Ataque israelí a hospital en el norte de Gaza y control de zona clave en el sur

El panorama sanitario en la Franja de Gaza sufre un nuevo revés tras el ataque del ejército israelí contra parte del Hospital Árabe Ahli, ubicado en el norte de Gaza. Este incidente, ocurrido en la madrugada del domingo, se produce tras la orden de evacuación emitida a pacientes y personal, intensificando aún más la crisis humanitaria que asola la región. La guerra, que comenzó tras el ataque liderado por Hamas contra Israel en octubre de 2023, ha diezmado la infraestructura médica gazatí, dejando a la población vulnerable y con acceso limitado a la atención sanitaria básica. La situación se agrava con el bloqueo a la entrega de ayuda, incluyendo suministros médicos esenciales.

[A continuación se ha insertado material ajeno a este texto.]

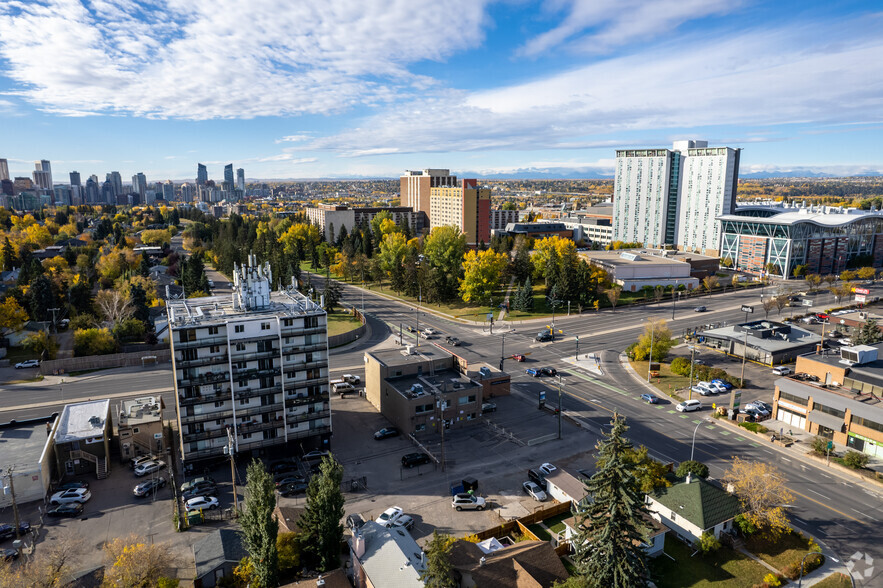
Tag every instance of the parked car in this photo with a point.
(73, 509)
(73, 485)
(389, 516)
(467, 502)
(79, 495)
(404, 522)
(149, 467)
(7, 531)
(386, 433)
(148, 486)
(201, 503)
(547, 468)
(293, 488)
(689, 406)
(415, 459)
(535, 491)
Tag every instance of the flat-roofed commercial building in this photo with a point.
(845, 404)
(254, 363)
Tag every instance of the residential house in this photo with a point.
(216, 556)
(526, 564)
(694, 506)
(384, 558)
(82, 439)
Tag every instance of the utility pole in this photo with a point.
(231, 451)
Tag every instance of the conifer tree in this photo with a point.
(608, 546)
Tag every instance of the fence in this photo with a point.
(95, 362)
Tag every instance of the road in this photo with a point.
(839, 512)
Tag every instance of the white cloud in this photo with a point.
(201, 59)
(758, 78)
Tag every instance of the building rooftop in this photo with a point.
(83, 420)
(699, 501)
(766, 335)
(391, 556)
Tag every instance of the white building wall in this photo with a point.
(706, 191)
(640, 197)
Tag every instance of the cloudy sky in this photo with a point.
(355, 88)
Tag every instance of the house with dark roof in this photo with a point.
(216, 556)
(526, 564)
(694, 506)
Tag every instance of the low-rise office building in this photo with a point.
(844, 405)
(766, 342)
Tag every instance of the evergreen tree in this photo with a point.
(320, 522)
(439, 572)
(259, 525)
(608, 551)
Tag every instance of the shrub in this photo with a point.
(708, 543)
(680, 366)
(855, 459)
(697, 468)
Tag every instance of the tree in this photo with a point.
(259, 526)
(613, 295)
(113, 306)
(134, 563)
(697, 468)
(610, 527)
(439, 572)
(320, 521)
(12, 316)
(764, 495)
(481, 275)
(868, 333)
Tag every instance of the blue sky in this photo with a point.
(355, 88)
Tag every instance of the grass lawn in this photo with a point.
(724, 569)
(540, 532)
(788, 549)
(341, 322)
(834, 581)
(556, 523)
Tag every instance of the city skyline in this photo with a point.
(500, 89)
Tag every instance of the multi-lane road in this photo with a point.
(844, 515)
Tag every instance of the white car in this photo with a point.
(468, 502)
(201, 503)
(535, 491)
(688, 406)
(149, 467)
(78, 495)
(390, 516)
(547, 468)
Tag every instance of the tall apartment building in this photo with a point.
(416, 187)
(255, 365)
(466, 207)
(671, 197)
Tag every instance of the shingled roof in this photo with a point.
(699, 501)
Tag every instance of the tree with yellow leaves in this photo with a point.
(764, 495)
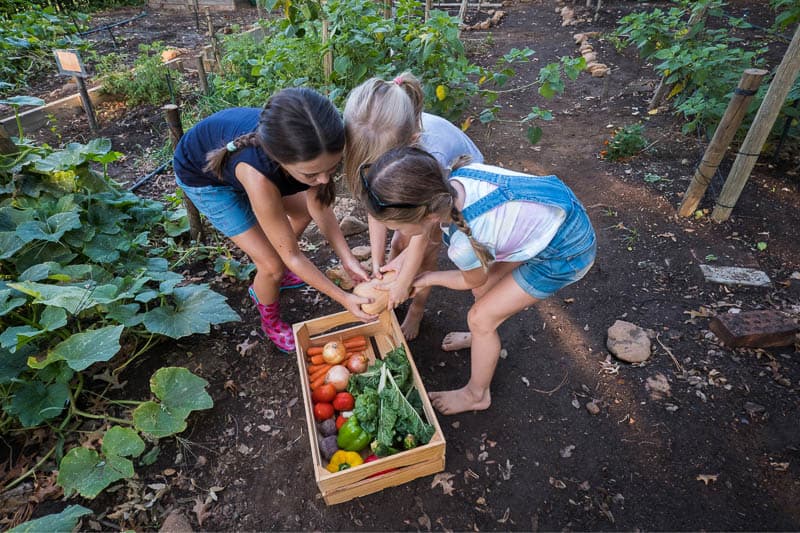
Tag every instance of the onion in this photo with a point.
(357, 363)
(338, 377)
(334, 352)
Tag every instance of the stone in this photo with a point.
(754, 329)
(362, 253)
(340, 276)
(351, 225)
(628, 342)
(175, 522)
(735, 276)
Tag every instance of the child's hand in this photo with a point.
(354, 268)
(399, 292)
(420, 282)
(352, 303)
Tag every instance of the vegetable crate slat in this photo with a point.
(385, 472)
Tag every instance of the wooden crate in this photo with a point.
(410, 464)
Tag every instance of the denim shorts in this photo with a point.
(226, 208)
(559, 264)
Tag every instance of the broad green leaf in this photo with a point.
(63, 522)
(34, 402)
(12, 364)
(176, 387)
(196, 308)
(73, 298)
(53, 318)
(10, 300)
(159, 421)
(17, 336)
(81, 350)
(123, 442)
(86, 472)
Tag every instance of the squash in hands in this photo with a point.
(380, 298)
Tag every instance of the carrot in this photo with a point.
(322, 372)
(317, 383)
(352, 342)
(314, 350)
(313, 369)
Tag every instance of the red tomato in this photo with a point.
(325, 393)
(344, 401)
(323, 411)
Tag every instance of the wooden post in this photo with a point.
(87, 103)
(737, 108)
(201, 73)
(663, 87)
(327, 59)
(7, 146)
(759, 130)
(213, 37)
(172, 115)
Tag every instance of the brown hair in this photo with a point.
(296, 125)
(380, 115)
(412, 176)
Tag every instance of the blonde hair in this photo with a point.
(414, 177)
(380, 115)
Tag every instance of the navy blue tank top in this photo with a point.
(215, 132)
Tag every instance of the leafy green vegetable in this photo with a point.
(387, 403)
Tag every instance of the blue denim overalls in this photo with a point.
(570, 253)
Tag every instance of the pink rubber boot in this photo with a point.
(278, 331)
(291, 280)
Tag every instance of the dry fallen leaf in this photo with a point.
(705, 478)
(444, 479)
(201, 510)
(244, 347)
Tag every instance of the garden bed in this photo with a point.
(698, 437)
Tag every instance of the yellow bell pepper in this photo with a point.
(342, 460)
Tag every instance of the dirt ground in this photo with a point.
(720, 450)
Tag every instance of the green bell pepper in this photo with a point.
(352, 437)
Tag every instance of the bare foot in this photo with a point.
(460, 400)
(456, 340)
(410, 325)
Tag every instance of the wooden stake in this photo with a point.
(762, 124)
(737, 108)
(87, 103)
(172, 115)
(201, 73)
(6, 145)
(663, 87)
(327, 59)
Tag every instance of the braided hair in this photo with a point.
(412, 176)
(296, 125)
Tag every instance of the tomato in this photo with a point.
(344, 401)
(323, 411)
(325, 393)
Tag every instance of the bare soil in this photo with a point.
(719, 451)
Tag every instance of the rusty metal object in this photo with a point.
(754, 329)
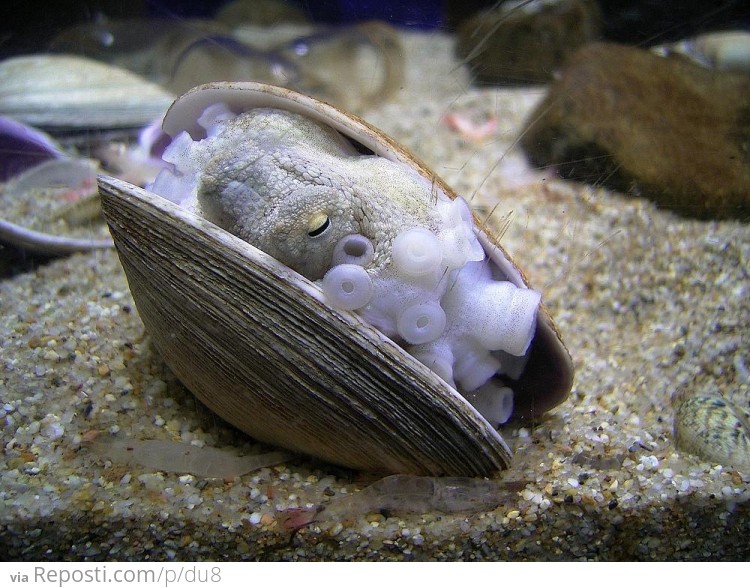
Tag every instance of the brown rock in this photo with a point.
(526, 44)
(659, 127)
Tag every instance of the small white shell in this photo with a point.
(69, 92)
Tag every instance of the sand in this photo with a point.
(650, 305)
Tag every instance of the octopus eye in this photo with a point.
(318, 225)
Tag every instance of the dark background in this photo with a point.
(27, 25)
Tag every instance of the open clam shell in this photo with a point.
(258, 345)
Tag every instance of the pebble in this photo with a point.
(621, 116)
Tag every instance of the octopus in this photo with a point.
(375, 235)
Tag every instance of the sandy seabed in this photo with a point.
(650, 305)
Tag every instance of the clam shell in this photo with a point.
(69, 92)
(258, 345)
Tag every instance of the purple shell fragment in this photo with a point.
(23, 147)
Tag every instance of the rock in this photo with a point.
(528, 43)
(659, 127)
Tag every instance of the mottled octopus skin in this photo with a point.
(297, 189)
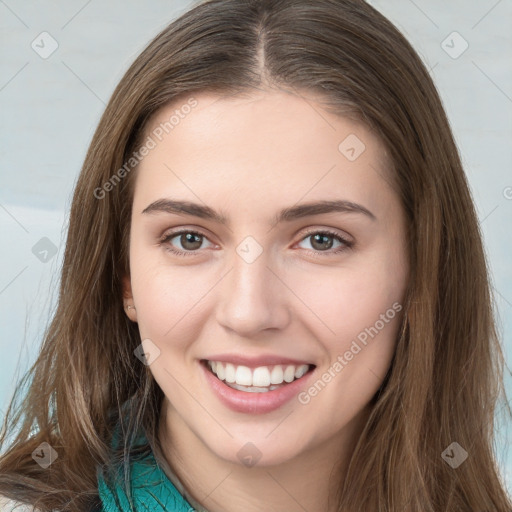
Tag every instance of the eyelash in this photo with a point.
(347, 244)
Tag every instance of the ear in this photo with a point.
(129, 306)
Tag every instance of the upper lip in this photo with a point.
(255, 362)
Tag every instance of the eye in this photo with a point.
(190, 241)
(322, 242)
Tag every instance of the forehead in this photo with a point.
(262, 146)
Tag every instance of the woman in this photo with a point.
(274, 293)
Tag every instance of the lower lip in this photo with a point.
(254, 403)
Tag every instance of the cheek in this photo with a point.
(347, 300)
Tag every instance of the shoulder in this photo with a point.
(8, 505)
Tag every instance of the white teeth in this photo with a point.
(243, 376)
(276, 377)
(230, 372)
(259, 378)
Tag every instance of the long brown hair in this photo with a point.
(447, 372)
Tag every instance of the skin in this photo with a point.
(251, 156)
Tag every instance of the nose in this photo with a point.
(252, 298)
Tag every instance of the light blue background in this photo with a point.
(50, 108)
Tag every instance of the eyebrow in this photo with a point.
(287, 214)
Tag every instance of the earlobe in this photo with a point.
(129, 306)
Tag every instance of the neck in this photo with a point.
(303, 483)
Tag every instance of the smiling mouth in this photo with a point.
(257, 380)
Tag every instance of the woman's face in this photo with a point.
(290, 257)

Según la investigación publicada por The New York Times, el ataque tuvo lugar horas después de que el gobierno israelí anunciara la expansión de su ofensiva en el sur de la Franja, aislando aún más ciudades palestinas estratégicas.

Aunque el ataque al Hospital Árabe Ahli no causó víctimas mortales directas, la Iglesia Anglicana en Jerusalén, entidad supervisora del centro médico, reportó el fallecimiento de un menor que recibía tratamiento por una lesión craneal debido a las complicaciones derivadas de la evacuación. El bombardeo causó la destrucción de un laboratorio y daños significativos a la farmacia, el departamento de emergencias y una iglesia ubicada dentro del recinto hospitalario, afectando directamente la capacidad del centro para brindar atención.

El Hospital Árabe Ahli se había mantenido como uno de los pocos baluartes del sistema de salud en Gaza, un sistema ya debilitado por los constantes daños y asedios a centros médicos durante el conflicto. Datos de la Organización Mundial de la Salud revelan que, hasta el mes pasado, 33 de los 36 hospitales en Gaza habían sufrido daños, quedando solo 21 parcialmente operativos. Esta reducción drástica en la capacidad hospitalaria, sumada a la escasez inminente de medicamentos por el bloqueo israelí, augura un futuro sombrío para la salud pública en la Franja.

No es la primera vez que el Hospital Árabe Ahli se ve afectado por el conflicto. Semanas después del inicio de la guerra, un misil impactó un estacionamiento del hospital donde se refugiaban decenas de familias desplazadas. Si bien Hamas atribuyó el ataque a Israel, este último argumentó que fue causado por un cohete fallido lanzado por la Yihad Islámica Palestina, una versión que contó con el respaldo de la inteligencia estadounidense.

El ejército israelí reconoció su responsabilidad en el reciente ataque, justificándolo con la afirmación, sin presentar pruebas concretas, de que el hospital albergaba un centro de mando de Hamas. Tanto el ejército como la Iglesia Anglicana confirmaron que las autoridades israelíes habían contactado al hospital para ordenar la evacuación previa al ataque. Sin embargo, ni las autoridades del hospital ni Hamas han emitido declaraciones sobre si el hospital era utilizado por combatientes de Hamas, dejando abierta la controversia sobre la legitimidad del ataque.